Well, I'm not much of an MS Studio guy so I can't really tell if 'compile&continue' is comparable to Javeleon. But what I do know is that With Javeleon you can change the behavior and/or types of actively running objects is your application. FYI, we have done experiments with game developement, and we have seen a space invaders clone evolving from (through several incremental updates) a very simple game wihout any dynamics and graphics (besides the ugly triangle and squares representing the spaceship and the aliens), to a feature-rich space invaders game with features like animated explosions and a crazy laser-beaming mother spaceship (those italian studenst are creative afterall I guess). All of which happened while the game was played!
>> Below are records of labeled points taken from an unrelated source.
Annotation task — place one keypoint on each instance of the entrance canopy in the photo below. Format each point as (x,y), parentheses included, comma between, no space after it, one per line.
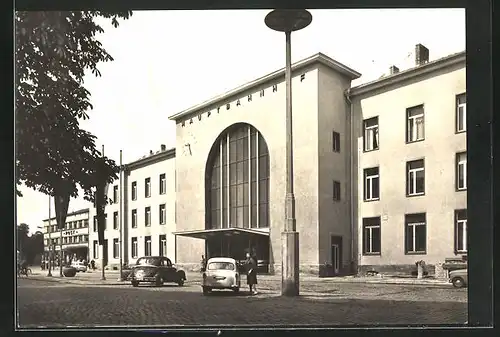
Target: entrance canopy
(208,233)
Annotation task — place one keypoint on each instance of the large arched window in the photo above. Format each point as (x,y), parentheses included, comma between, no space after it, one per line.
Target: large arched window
(237,180)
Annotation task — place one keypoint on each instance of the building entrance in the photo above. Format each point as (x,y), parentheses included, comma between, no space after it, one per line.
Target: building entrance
(236,247)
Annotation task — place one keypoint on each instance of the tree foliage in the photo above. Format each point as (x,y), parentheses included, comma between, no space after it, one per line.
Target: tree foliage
(53,51)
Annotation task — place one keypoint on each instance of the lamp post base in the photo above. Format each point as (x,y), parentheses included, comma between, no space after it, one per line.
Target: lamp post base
(290,264)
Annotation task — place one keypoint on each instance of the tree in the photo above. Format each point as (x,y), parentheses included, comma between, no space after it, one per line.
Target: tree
(22,236)
(53,51)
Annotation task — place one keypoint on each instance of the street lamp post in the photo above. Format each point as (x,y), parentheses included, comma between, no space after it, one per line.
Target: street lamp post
(288,21)
(50,242)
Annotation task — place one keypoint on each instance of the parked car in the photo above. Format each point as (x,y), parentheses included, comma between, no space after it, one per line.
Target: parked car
(157,270)
(79,266)
(458,278)
(221,273)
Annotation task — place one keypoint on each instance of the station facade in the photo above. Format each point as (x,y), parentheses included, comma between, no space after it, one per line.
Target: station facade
(379,173)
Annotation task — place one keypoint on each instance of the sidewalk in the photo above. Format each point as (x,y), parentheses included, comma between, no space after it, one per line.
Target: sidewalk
(266,281)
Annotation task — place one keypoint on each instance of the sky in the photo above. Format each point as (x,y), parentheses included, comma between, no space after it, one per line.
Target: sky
(167,61)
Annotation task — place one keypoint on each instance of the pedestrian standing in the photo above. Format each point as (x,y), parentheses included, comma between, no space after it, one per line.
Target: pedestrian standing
(251,265)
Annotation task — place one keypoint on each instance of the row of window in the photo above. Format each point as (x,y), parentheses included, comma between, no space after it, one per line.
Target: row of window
(69,240)
(69,225)
(162,244)
(162,187)
(415,178)
(162,217)
(415,234)
(415,125)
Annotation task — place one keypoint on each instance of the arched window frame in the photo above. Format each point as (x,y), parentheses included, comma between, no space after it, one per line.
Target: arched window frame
(237,180)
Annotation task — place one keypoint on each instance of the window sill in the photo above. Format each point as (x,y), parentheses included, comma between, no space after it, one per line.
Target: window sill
(414,141)
(415,195)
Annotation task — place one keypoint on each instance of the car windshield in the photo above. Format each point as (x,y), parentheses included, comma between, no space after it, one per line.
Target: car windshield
(221,266)
(152,261)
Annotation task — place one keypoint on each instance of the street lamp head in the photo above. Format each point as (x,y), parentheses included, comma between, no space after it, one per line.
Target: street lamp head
(288,20)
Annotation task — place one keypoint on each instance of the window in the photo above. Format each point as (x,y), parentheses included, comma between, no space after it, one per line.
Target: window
(461,113)
(134,190)
(163,184)
(415,180)
(461,231)
(134,218)
(115,220)
(336,190)
(116,249)
(162,214)
(372,184)
(416,233)
(163,245)
(115,194)
(96,249)
(335,141)
(147,246)
(237,181)
(147,216)
(370,134)
(461,172)
(371,236)
(134,247)
(147,187)
(415,129)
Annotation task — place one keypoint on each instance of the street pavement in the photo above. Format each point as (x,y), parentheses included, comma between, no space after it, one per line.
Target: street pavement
(59,304)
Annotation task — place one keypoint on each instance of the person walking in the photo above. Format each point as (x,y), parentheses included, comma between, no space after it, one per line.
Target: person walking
(251,265)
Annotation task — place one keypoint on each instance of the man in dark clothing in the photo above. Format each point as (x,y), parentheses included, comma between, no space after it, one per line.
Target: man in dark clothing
(251,265)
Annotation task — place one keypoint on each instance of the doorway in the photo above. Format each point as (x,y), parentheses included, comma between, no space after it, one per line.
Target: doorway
(336,254)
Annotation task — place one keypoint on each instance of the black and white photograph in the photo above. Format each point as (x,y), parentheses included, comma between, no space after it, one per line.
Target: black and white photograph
(250,168)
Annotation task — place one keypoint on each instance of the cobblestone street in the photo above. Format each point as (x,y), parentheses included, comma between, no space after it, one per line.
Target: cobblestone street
(50,304)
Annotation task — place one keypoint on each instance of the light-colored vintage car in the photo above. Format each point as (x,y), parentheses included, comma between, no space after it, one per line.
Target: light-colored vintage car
(221,273)
(458,278)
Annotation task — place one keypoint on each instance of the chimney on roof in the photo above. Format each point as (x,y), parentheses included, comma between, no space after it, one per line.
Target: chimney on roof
(421,55)
(393,70)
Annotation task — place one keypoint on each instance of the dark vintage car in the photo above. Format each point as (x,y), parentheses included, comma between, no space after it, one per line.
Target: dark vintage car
(157,270)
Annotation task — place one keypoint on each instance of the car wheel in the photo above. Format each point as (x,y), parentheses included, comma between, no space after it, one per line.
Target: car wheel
(458,282)
(159,281)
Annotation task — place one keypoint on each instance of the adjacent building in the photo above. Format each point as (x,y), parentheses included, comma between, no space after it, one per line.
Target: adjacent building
(74,237)
(379,173)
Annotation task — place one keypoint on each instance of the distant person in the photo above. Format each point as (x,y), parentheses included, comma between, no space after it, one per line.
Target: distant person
(251,266)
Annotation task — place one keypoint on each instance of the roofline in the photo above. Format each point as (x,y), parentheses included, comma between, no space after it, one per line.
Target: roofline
(80,211)
(167,154)
(429,67)
(319,57)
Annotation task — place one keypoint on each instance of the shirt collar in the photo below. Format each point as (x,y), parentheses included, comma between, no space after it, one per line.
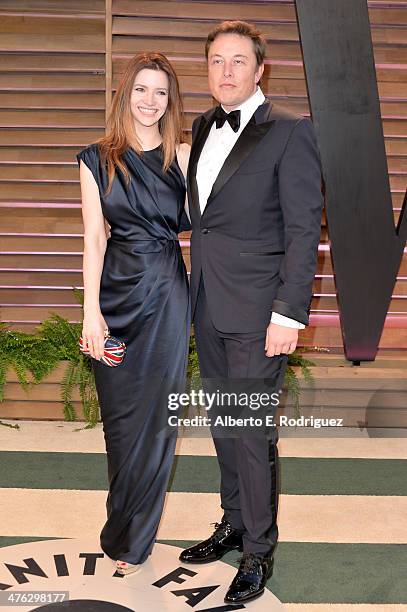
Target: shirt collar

Allan Gregersen replied on Mon, 2010/09/13 - 2:12pm in response to: Anuradha Gunasekara

I can't seem to test the Maven NetBeans module support, because I'm running into this bug:

https://netbeans.org/bugzilla/show_bug.cgi?id=190033

But, since we haven't even tried creating a NetBeans application with Maven I don't think it is going to work out-of-the-box... unless the same "reload in target platform" functionality is available for NetBeans Maven modules? If this feature is indeed enabled for these modules I would think Javeleon would work with the current release. However, it may be neccessary to fiddle around with the JVM args to enalbe Javeleon correctly. If the Javeleon plug-in is not able to enable Javeleon per default for a Maven NetBeans application, then my advise is to create a new standard NetBeans module suite and add Javeleon to that one. Then simply copy/paste the added lines in the project.properties and per-user-project.properties files to your Maven module suite project. We'll be more than happy to get feedback in this setup.

Javier Ortiz replied on Mon, 2010/09/13 - 7:38pm

This should be a highlight kind of plugin for Netbeans and probably have tighter integration into the IDE.

Cata Nic replied on Mon, 2013/09/16 - 3:39am

The modularity of the scripts is the main reason for their success / fail in my opinion. I think this way of working must be implemented by the developers.